PITTSFIELD, Mass. — The registered nurses at BMC have filed a second complaint with the National Labor Relations Board against hospital administrators.
The nurses are accusing Berkshire Medical Center leadership, particularly Vice President of Human Resources Arthur Milano, of denying them information they deem is needed to negotiate health insurance. The nurses asked for detailed financials surrounding the hospital's health insurance offer during negotiations.
Hospital officials, however, say the nurses are asking for information that has no bearing on the proposal. Milano says they've provided the information showing how the rates are set, including actual figures for more than a year. But nurses are asking for information on other employees including dates of birth, zip codes, and genders of employees and their dependents.
"In July, we gave them the info on the overall health costs," Milano said on Wednesday, the day the complaint was filed. "We see this as a diversionary tactic to take the eye off the ball."
The union says without the detailed data, it can't craft new proposals for health insurance.
"It is only a general summary and does not include the data we have been requesting. ... Health insurance is obviously a mandatory subject of bargaining. Management not only has refused to bargain over it, repeating for all the months of these negotiations its refusal to consider any plan design, cost sharing, rates or co-payments other than that which management first demanded," reads a letter from Dana Simon, director of strategic campaigns for the Massachusetts Nurses Association, to BMC's attorney in the negotiations Diane Patrick.

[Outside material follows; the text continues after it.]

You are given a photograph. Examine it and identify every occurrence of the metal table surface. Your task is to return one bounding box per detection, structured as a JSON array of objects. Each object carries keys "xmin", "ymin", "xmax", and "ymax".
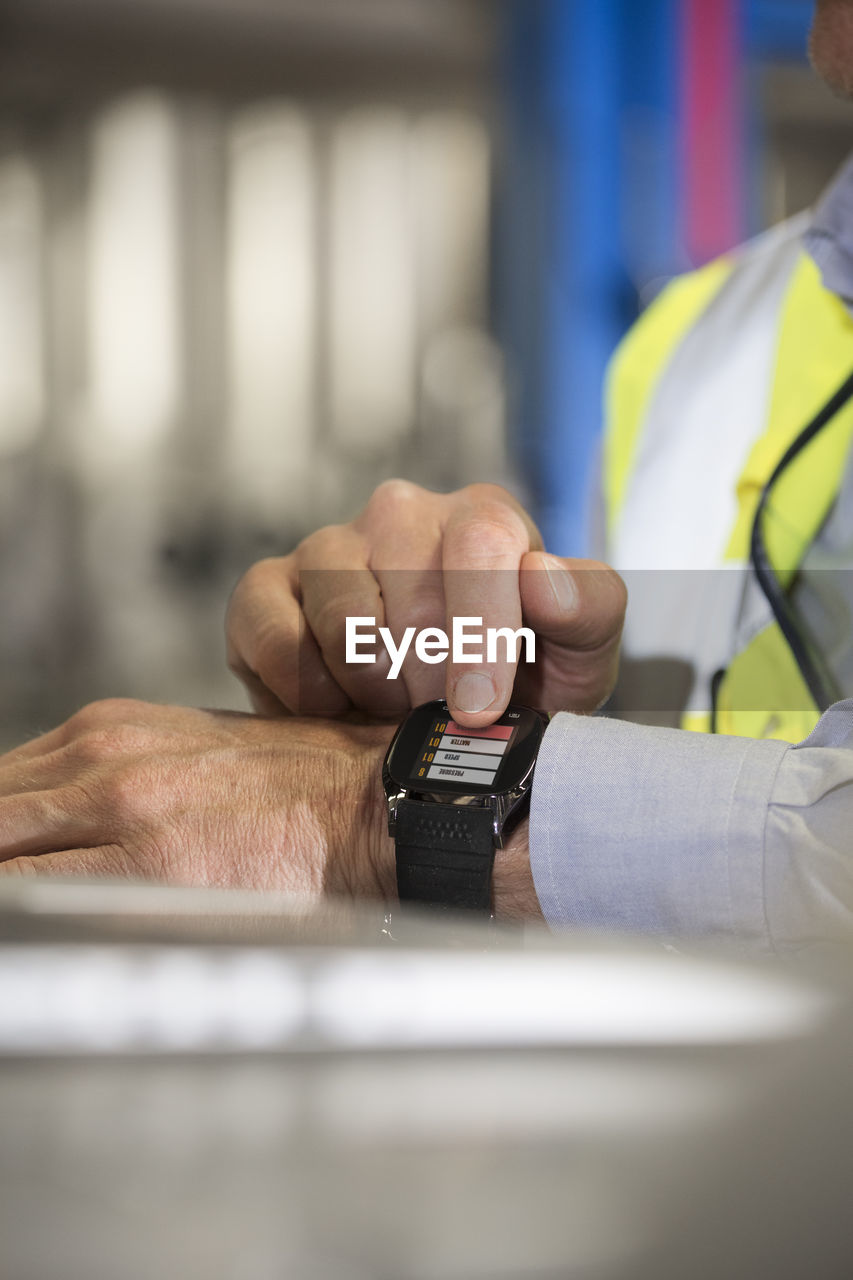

The nurses have routinely been focused on what it calls "safe staffing" during the negotiations while health insurance had barely been mentioned publicly before. But the hospital's proposal does shift the percentage of the premiums employees pay by 10 percent for individual plans — bringing the hospital's share down to 80 percent and the employees up to 20 percent from what is currently a 90/10 split for individual plans.
"We're decreasing the BHS contribution from 90 percent to 80 percent, which has already happened to all of our other employees," Milano said.
The hospital is self-insured with no deductibles in the plan offered. The hospital says the nurses have benefited from paying a lesser percentage than other employees in the hospital on individual plans.
Milano said employees often cite the health plan as one of the top reasons to work there.
"In 27 years, I have never heard a complaint about the health plans," he said.
The nurses, however, say they are actually paying more than managers on family plans. The union says management is paying between 40 to 70 percent less than the unionized nurses.
Milano says with individual plans every employee, except the nurses at this point, pay 80 percent of the premium but for family plans, the splits are 75 percent for non-exempt employees and 85 percent for exempt employees. That's because the non-exempt employees are not eligible for overtime pay like the nurses and others.
The union is continuing its attempt to push the hospital away from its final offer. The union says the hospital has not only refused to provide the detailed data it wants, but refuses to discuss changing the plan design, cost sharing, the rates, or co-payments.
"As nurses, we provide much of the health care at our hospital. We are simply looking to negotiate affordable, quality health insurance to keep ourselves and our families healthy," said Amber VanBramer, a nurse who sits on MNA BMC Bargaining Committee.
"It is particularly frustrating as a single parent that BMC has refused to negotiate over this key issue. The hospital already charges nurses like myself in family plans a lot more than managers. Nurses are at high risk for injuries and assault. We are working while exhausted, pushed by management beyond our ability to provide safe patient care."
The nurses want information on the current medical and prescription drug plans; monthly paid claims separated by medical and prescription drug claims; monthly enrollment for three years; all changes made; the most recent data on administration, network, case management, clinical program, stop loss, and other fees association with the prescription plan; the working rates for plans, and a census of employees eligible and enrolled in the various plans including date of birth, gender, zip code, status, and medical tier.
The nurses say without that information, they can't be sure the rates being set are fair.
"Since it is your proposal that employees pay a percentage of whatever the total working rate is, we are entitled to all the (de-identified) data that goes into the creation of what you claim the appropriate working rate to be. This is a self-insured plan. The employer is the insurer. We are not required to and will not accede to an employer demand that we agree to pay a given percentage of the total rate, while the employer effectively could be setting the rate just about anywhere its wants by hiding the data that goes into the rate calculations," Simon wrote.
"We have said many times that we are open to many possible solutions to the health insurance issues, but we are entitled to bargain on an even playing field with access to the data the employer has."
The hospital says the union is not entitled to those specific data points.
"What they've seen is how much it costs us and how our working rates were developed," Milano said.
The two sides have been divided throughout about a year of negotiating a new contract. The nurses are inching closer to a strike after voting to authorize the bargaining to call one if deemed needed and providing notification to end the contract currently in place, which prohibits a strike.
The complaint made on Wednesday is the second one the MNA filed with the National Labor Relations Board. Previously, the union claimed the hospital was interfering with the strike vote.